As the machine learning intern, my role is generally focused on analyzing this sensor data, so I spent the first couple days getting comfortable with both how to process data using the database as well as learning a bit more about how the energy grid works so that I could have a better understanding of what the data meant in a physical sense. I didn’t really have any prior experience with power systems coming into the internship, but the people I work with at PingThings have taught me a lot. One of the things that I learned about was the grid frequency. The energy grid uses alternating current, which generally operates with a frequency of either 50 or 60 Hz. However, based on changes in energy supply and load on the grid, the actual frequency can vary over the course of the day. Usually these fluctuations are very small (no more than +/- 0.05 Hz). However, if the frequency changes significantly, it can damage the equipment and cause serious problems. Therefore, accurate detection of changes in frequency is really important.

For my first project, I worked on detecting such events. At face value, the problem is relatively simple – because the database already tracks the minimum & maximum data point over intervals of varying sizes, it is possible to efficiently find events even in a very large stream of data by first looking over the aggregate data over large intervals, and recursively zooming into the intervals that have a maximum or minimum outside of the normal range. Unfortunately though, not all of the frequency data is useful. Whenever the sensor goes offline, when it comes online again, the first frequency value that it outputs is usually very incorrect and far outside the range of normal frequency values. Therefore, using the previous method on the raw frequency data would generate a lot of false positives for frequency events at timestamps where the sensor came back online. 

To account for this problem, I decided that it would be easiest to first find and delete these erroneous points from the stream, and then perform the above analysis. Deleting these points from the stream altogether (instead of ignoring them) would allow one to perform multiple types of analysis on the data without having to specifically work around these outliers in every computation. While deleting the points can take a while to run if there is a lot of data and the sensor dropped offline many times, once the erroneous points are deleted, it is very efficient to find the frequency data – only taking a couple seconds to find an event within a month’s worth of data.
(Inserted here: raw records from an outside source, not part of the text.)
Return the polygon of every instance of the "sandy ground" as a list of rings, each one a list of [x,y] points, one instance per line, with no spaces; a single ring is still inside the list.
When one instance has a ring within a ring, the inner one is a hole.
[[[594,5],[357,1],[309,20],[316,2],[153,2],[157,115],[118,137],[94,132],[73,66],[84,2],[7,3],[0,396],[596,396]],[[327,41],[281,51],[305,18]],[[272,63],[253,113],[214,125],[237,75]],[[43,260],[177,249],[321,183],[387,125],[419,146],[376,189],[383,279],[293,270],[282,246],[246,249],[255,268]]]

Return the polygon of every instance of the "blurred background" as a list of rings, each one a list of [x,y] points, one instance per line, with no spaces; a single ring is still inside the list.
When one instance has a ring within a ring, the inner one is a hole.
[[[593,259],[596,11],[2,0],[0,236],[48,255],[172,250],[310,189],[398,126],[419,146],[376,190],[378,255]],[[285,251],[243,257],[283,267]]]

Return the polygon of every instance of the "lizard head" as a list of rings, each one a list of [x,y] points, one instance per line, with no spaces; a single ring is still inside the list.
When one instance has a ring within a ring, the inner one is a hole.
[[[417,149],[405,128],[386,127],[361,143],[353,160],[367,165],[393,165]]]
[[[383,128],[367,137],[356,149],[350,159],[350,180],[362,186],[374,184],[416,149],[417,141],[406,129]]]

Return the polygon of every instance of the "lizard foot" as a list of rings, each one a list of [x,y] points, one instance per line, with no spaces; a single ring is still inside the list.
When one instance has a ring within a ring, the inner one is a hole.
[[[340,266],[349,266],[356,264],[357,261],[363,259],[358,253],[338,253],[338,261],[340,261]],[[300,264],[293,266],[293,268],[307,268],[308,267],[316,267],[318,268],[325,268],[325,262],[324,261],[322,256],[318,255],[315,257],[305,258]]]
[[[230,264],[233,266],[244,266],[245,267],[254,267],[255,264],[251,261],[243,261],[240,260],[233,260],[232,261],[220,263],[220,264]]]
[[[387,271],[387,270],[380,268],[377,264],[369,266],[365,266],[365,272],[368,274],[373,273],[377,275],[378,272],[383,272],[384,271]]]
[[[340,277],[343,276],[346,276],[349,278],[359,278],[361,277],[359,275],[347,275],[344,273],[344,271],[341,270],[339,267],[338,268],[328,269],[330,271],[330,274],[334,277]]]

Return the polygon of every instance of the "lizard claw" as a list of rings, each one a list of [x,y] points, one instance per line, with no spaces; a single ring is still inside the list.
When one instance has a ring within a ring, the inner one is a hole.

As a next step, I plan on working towards finding a way to efficiently and accurately generate the frequency data for sensors that do not report it. Many of the sensors that are currently used do not collect data on the frequency of the grid and only collect information on the voltage and current. However, the frequency of the grid can be approximated by using the derivative of the voltage phase measured at each sensor. To do this computation efficiently, I will use DISTIL, a data processing system specifically designed to process data from power grid sensors. Over the next weeks, I will learn how to use DISTIL and try to apply it to the problem of generating frequency data.